= William Eure =

English aristocrat and political intriguer

Sir William Eure of Bradley was an English aristocrat and political intriguer.

== Career ==
He was a son of William Eure, 2nd Baron Eure and Margaret Dymoke, and uncle of William Eure, 4th Baron Eure, two years his junior, with whom he must not be confused..

With other members of family, he visited and harassed Thomas Posthumus Hoby and his wife at Hackness, near Scarborough, leading to well-documented litigation and counter-claims. The Eure family were traditional and Catholic recusant landowners in the area and Hoby was a relative newcomer and Puritan.

He was employed at the Scottish border by Peregrine Bertie, 13th Baron Willoughby de Eresby.

In November 1600 William Eure came into Scotland with his servant Clement Armorer. Sir Robert Ker brought him to meet King James VI at the house of Sir George Home at Spott.

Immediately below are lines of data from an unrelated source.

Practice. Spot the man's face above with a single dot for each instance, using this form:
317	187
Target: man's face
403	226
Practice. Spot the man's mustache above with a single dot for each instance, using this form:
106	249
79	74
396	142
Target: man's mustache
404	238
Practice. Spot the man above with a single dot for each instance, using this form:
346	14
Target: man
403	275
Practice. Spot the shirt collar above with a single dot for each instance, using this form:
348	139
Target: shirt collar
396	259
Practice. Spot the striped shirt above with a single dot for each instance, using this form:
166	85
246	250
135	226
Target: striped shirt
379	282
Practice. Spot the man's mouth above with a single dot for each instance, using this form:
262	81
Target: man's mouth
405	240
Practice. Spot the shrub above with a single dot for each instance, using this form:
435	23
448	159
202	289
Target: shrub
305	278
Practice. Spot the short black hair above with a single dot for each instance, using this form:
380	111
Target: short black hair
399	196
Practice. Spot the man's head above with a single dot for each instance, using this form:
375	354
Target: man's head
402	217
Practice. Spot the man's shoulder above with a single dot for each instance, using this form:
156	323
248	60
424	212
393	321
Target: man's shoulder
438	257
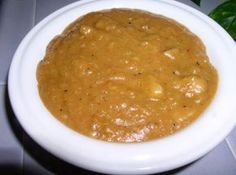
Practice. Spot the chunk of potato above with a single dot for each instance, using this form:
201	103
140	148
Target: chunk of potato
151	86
191	85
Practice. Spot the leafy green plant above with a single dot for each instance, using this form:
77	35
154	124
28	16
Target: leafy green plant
225	15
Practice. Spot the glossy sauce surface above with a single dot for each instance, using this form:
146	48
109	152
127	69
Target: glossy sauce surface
126	76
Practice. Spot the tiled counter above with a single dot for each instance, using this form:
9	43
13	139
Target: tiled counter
19	154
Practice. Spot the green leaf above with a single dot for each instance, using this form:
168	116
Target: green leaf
198	2
225	15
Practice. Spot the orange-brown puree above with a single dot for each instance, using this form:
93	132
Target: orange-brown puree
126	76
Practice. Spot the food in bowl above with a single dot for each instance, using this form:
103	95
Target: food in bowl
125	75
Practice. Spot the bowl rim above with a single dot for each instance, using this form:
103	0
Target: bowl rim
146	157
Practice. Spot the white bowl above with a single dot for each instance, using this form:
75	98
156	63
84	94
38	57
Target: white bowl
149	157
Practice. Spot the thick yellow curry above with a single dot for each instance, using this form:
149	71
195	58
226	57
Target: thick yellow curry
126	76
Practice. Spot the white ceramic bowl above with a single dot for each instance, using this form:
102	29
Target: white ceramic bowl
148	157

Robert Carey reported this suspicious meeting, held "in the dead time of night", to Sir Robert Cecil. Eure denied all at first, then confessed to having "long conference" with James VI at Spott. Cecil was especially disappointed by Eure's denial which multiplied suspicions, although he thought the matter had beginnings only in some "very venial" cause. William Eure was imprisoned in the Tower of London for this visit, suspected of treasonous dealings.

His older brother, Ralph Eure, 3rd Baron Eure, was concerned by his arrest and potential harm to his family. Scottish diplomats made representations on William Eure's behalf and also to clarify that James VI had not made any faults. Queen Elizabeth's statement of 11 May 1601 stressed that Eure's was his denial to superior officers at Berwick that he had met the Scottish king.

William Eure was one of small number of English gentry figures whose visits to Scotland before the Union of the Crowns caused alarm to the English diplomatic community and border officials, another was Edmund Ashfield.